← Back to context

Comment by ykonstant

12 days ago

A related problem I have as an amateur is the lack of structure documentation. I clone a repo and try to figure the code out, and I am met with complex folder structures hosting interconnected source files that call functions among them in ways I have to disentangle. There is usually no high level schematic, no bird's eye view documentation, no discussion of the overall flow of execution or the main code paths.

Why? I don't understand; twenty-thirty years ago, I was taught to provide visual high level schematics and structural documentation. The latter may be difficult, but surely some schematics with notes on intent cannot be too onerous to draw.

This is so interesting. I've heard that the whole "learning styles" thing is basically bunk, but this really reminds me of that.

I don't find the kind of schematics you're asking for to be useful at all. When I do come across them, I see them as busy-work that people had to make to justify starting some project, or because it's a required artifact. But I never think "oh good, here's a useful thing".

Those are honestly my unconscious thoughts on these sorts of things. But I do realize, if I think about it consciously for a moment, that some people must find this sort of thing useful.

But it's just different strokes for different folks! What I want is a description of the goals of a piece of software - what should I expect to be able to do with this? - and an entry-point, and prose documentation on what each component of the code is and why it exists. But a visual birds eye view of what is connected to what is just not how I go about understanding things.

  • The thing that both of your goals have in common is that they require software which is architected and not just an interconnected mess of everything calling everything else.

    If you do have such a mess, you can't really get a good visual overview (it's approaching a complete graph), and you also can't get prose documentation of code components because there are no clear responsibilities.

    • Well, I agree that better architecture is useful, but I don't think it's required by my "digging into what's going on starting from an entry point" process. I do think trying to write the prose documentation I described tends to drive better architecture. Trying to write the documentation on a module of spaghetti often what helps me realize there is no through line to why all this stuff is in this module.

  • Learning styles is bunk because it's effectively a practice effect that's self-reinforcing, not because we don't have preferences at all. So the fact that you have not found utility innately in those schematics (per this thesis, i'm just using it to illustrate the learning concept) would mean that you have not had as much interactive exposure with it, and you therefore decline to engage with them. The bunk aspect of learning styles is that you could deliberately engage with them and doing so (again, in a theoretical learning context, not doing work) in combination with other ways of engaging with the code stack would lead to better and deeper learning than just sticking with what you are comfortable with. Plus the added bonus of you improving your use of the schematics for future learning endeavors. So to your point, in learning, "different strokes for different folks" just reflects the methods of learning you have been most exposed to, and is quite malleable!

    • Maybe, but as I get older I find this sort of stuff increasingly unconvincing.

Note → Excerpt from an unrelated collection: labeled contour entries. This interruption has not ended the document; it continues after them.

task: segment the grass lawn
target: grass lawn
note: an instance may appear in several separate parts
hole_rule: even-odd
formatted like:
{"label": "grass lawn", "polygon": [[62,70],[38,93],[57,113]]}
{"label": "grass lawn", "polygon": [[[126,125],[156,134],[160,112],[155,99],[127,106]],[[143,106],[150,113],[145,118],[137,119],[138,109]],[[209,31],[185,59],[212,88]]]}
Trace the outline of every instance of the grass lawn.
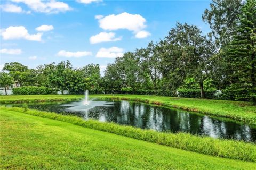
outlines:
{"label": "grass lawn", "polygon": [[[137,95],[92,95],[91,97],[137,100],[230,118],[256,126],[256,106],[251,103]],[[78,100],[84,95],[10,95],[1,96],[0,104]]]}
{"label": "grass lawn", "polygon": [[0,169],[255,169],[256,164],[0,112]]}

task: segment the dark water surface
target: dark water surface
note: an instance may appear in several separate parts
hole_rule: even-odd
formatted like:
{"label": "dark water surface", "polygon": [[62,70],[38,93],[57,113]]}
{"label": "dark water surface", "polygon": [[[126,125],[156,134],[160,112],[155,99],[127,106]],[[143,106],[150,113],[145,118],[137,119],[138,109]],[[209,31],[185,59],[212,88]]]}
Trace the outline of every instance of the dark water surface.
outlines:
{"label": "dark water surface", "polygon": [[[159,131],[182,131],[213,138],[256,141],[255,127],[251,127],[230,119],[210,117],[198,113],[124,100],[109,103],[108,105],[110,107],[100,105],[100,106],[82,111],[70,109],[74,108],[74,106],[76,107],[78,103],[40,103],[28,104],[28,105],[31,109],[75,115],[84,119],[114,122]],[[62,105],[63,104],[65,106]],[[9,106],[21,106],[22,104]]]}

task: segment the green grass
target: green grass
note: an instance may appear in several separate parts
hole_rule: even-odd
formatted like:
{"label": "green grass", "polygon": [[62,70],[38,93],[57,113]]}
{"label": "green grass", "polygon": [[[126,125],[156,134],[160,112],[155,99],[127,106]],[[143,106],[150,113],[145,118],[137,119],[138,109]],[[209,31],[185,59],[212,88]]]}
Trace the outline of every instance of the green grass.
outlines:
{"label": "green grass", "polygon": [[[83,95],[27,95],[1,96],[0,104],[80,99]],[[135,100],[208,115],[230,118],[256,125],[256,106],[251,103],[137,95],[92,95],[91,97]]]}
{"label": "green grass", "polygon": [[[3,110],[24,112],[20,107],[1,107]],[[165,145],[183,150],[224,158],[256,162],[256,145],[231,140],[220,140],[211,137],[193,135],[189,133],[163,133],[120,125],[97,120],[84,120],[73,116],[28,109],[26,114],[61,121],[81,126],[101,130],[118,135]]]}
{"label": "green grass", "polygon": [[0,169],[255,169],[256,164],[186,151],[1,110]]}

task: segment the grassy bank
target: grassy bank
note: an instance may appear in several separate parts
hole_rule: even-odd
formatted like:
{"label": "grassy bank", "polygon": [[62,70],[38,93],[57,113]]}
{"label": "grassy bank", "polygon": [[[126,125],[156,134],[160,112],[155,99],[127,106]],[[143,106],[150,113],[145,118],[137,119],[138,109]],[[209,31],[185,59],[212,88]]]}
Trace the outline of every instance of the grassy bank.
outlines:
{"label": "grassy bank", "polygon": [[0,169],[248,170],[256,167],[253,163],[186,151],[14,111],[2,110],[0,123]]}
{"label": "grassy bank", "polygon": [[[20,112],[24,109],[19,107],[1,107],[2,110]],[[242,141],[215,139],[188,133],[161,133],[154,130],[142,130],[115,123],[100,122],[90,120],[85,121],[72,116],[65,116],[54,113],[29,109],[27,114],[41,117],[61,121],[89,128],[118,135],[140,139],[183,150],[206,155],[256,162],[256,145]]]}
{"label": "grassy bank", "polygon": [[[84,95],[27,95],[1,96],[0,104],[24,102],[71,101]],[[92,95],[92,98],[124,99],[161,105],[232,118],[256,125],[256,107],[249,102],[176,98],[137,95]]]}
{"label": "grassy bank", "polygon": [[0,104],[45,101],[61,101],[79,100],[84,95],[37,95],[1,96]]}
{"label": "grassy bank", "polygon": [[256,106],[249,102],[137,95],[104,95],[95,97],[148,103],[229,118],[256,125]]}

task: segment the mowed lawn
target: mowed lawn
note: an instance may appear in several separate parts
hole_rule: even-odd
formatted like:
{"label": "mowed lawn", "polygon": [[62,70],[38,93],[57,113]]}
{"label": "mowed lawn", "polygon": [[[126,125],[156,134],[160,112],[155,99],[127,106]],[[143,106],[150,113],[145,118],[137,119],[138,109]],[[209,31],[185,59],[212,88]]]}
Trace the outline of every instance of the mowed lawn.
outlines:
{"label": "mowed lawn", "polygon": [[[251,103],[139,95],[90,95],[91,98],[115,98],[147,101],[170,107],[232,118],[256,125],[256,106]],[[83,95],[10,95],[1,96],[0,104],[77,100]]]}
{"label": "mowed lawn", "polygon": [[0,169],[255,169],[218,158],[0,110]]}

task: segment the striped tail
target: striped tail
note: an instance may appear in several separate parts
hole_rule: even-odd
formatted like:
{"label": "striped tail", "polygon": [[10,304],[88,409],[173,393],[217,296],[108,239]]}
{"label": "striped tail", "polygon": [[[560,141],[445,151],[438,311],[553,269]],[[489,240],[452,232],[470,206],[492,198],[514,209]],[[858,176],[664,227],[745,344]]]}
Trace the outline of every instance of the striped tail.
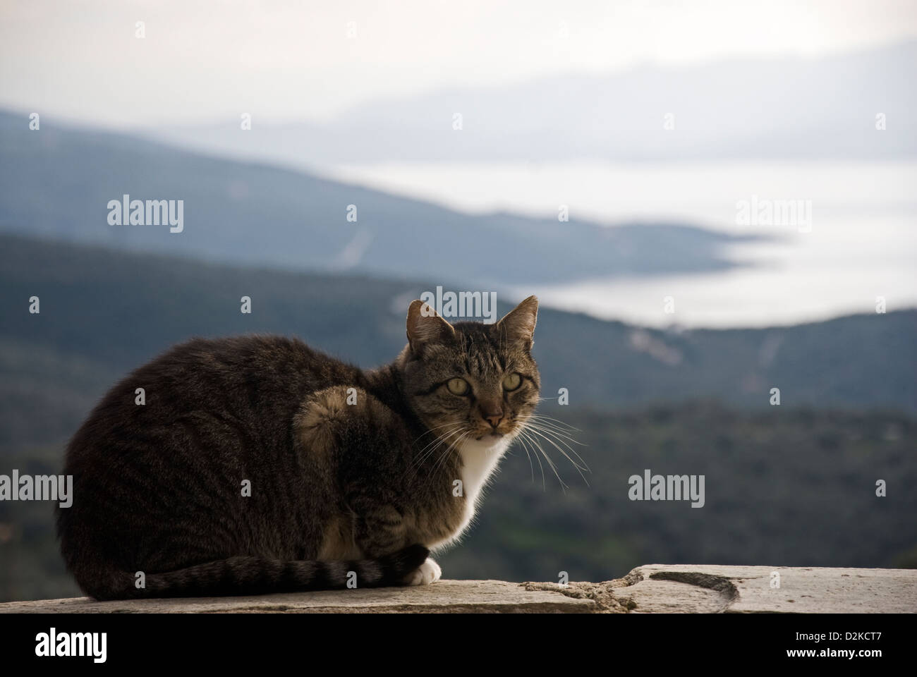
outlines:
{"label": "striped tail", "polygon": [[[174,572],[146,574],[145,587],[138,588],[135,574],[118,572],[102,580],[79,581],[98,600],[146,597],[213,597],[307,590],[402,585],[430,551],[413,545],[375,560],[352,561],[281,561],[262,557],[230,557],[195,564]],[[77,577],[79,579],[79,576]]]}

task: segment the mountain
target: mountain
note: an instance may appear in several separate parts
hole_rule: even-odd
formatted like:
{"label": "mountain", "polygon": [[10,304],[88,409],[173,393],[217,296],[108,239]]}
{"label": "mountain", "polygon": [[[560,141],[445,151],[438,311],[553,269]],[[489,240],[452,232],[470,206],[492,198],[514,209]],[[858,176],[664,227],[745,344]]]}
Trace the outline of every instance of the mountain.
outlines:
{"label": "mountain", "polygon": [[[11,235],[0,260],[0,465],[27,474],[59,472],[98,398],[176,341],[274,332],[380,364],[405,342],[410,300],[431,289]],[[579,428],[591,472],[583,480],[541,440],[563,492],[534,449],[514,447],[477,526],[440,559],[447,575],[599,581],[650,560],[913,566],[915,329],[917,311],[673,333],[542,309],[539,411]],[[647,468],[704,474],[704,506],[628,500],[628,478]],[[77,594],[50,504],[0,502],[0,600]]]}
{"label": "mountain", "polygon": [[[295,335],[363,366],[387,362],[405,342],[408,304],[435,290],[9,235],[0,251],[0,447],[58,441],[116,379],[193,336]],[[251,314],[240,312],[243,295]],[[28,312],[32,296],[39,314]],[[502,315],[519,299],[498,300]],[[914,310],[679,333],[542,308],[535,356],[546,403],[566,388],[573,406],[771,408],[779,387],[783,407],[913,413],[915,335]]]}
{"label": "mountain", "polygon": [[[110,225],[109,202],[125,194],[182,200],[183,229]],[[30,130],[28,116],[11,113],[0,113],[0,231],[293,270],[411,271],[473,284],[469,291],[723,270],[734,265],[724,248],[754,239],[679,224],[605,228],[557,216],[470,216],[47,118]]]}
{"label": "mountain", "polygon": [[[917,156],[917,41],[822,57],[643,64],[361,103],[332,122],[239,119],[143,130],[293,166],[570,159],[900,160]],[[461,115],[462,128],[453,129]],[[671,118],[667,116],[671,115]],[[882,115],[885,128],[877,129]],[[674,128],[666,129],[669,120]]]}

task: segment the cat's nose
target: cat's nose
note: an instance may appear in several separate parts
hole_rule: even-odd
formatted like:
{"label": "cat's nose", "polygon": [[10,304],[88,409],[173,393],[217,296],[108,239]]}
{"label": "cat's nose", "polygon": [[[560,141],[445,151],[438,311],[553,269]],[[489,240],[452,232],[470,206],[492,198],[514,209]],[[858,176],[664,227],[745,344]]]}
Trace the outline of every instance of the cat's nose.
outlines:
{"label": "cat's nose", "polygon": [[503,409],[499,405],[481,405],[481,416],[492,427],[496,427],[503,420]]}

I've had a lot of time to get a lot of exposure to a lot of different things now, and I have more faith in my own sense of my preferences than in "well you just haven't done the other stuff enough!" now.

      I think people prefer different things because they prefer different things.

It's not just a problem when you are an amateur. This is sth that every project should provide.

But there are also many projects which do. Sometimes you need to search a bit for it. Actually I would expect that most big projects have such documentation somewhere in some form.

- WebKit: https://github.com/WebKit/WebKit/blob/main/Introduction.md

- Chrome/Chromium: https://www.chromium.org/developers/how-tos/getting-around-t...

- PyTorch: https://github.com/pytorch/pytorch/blob/main/CONTRIBUTING.md...

- RETURNN (my own): https://returnn.readthedocs.io/en/latest/getting_started/tec...

- Mold: https://github.com/rui314/mold/blob/main/docs/design.md

And then for some popular projects you will also find some independent overviews:

- Quake: https://fabiensanglard.net/quake3/ (and many more on https://fabiensanglard.net/)

- Linux: https://tldp.org/LDP/khg/HyperNews/get/tour/tour.html

- CPython: https://realpython.com/cpython-source-code-guide/

- LLVM: https://blog.regehr.org/archives/1453

One problem is of course that those documents can be outdated and don't go into much details. But they still will give you important insights and should be a good starting point.

Thank you for putting a name to something I really struggle with. Learning a programming language in school and hacking together quick projects did NOT prepare me for jumping into an actual codebase with all of its internal complexity. "Structural documentation" would be a godsend to me for most of the repos I look at.

On a tangential note, I also wish I had a better understanding of which files are hand-crafted and important to grok and which are just boilerplate that was autogenerated by a script or copy+pasted from some doc. There are a lot of files that are intimidating to look at, but if I talked to the developer who implemented it they might say "Oh you don't need to worry about that, you just need to include that as config for package X".

I feel the same about folder structures. Each language, project, and framework seems to have its own conventions about where to put files. And it's often poorly documented.

I think larger open-source projects are more likely to include schematics since they onboard more contributors. Niche projects, or projects with only a few core contributors, are less likely to spend time documenting high-level schematics.

I don't think I've ever seen a schematic for a program in all my years programming. Now that you mention it, it really is peculiar given most if not all other schools of engineering have schematics drawn up at some point or another.

  • To be fair, all other schools of engineering concern themselves with constructing actual physical objects, not abstract intangible mathematical structures.

    • To be fair, our school of engineering has moved from parsing payroll and accounts payable and is now controlling physical objects and their interactions with the physical world, so, its probably time to start taking things seriously like our peers

      3 replies →

  • Isn’t that sort of what a UML diagram is?

    I suspect they aren’t used often because most programming is carpentry rather than engineering. Which isn’t intended as a slight… my life would be much less pleasant without furniture.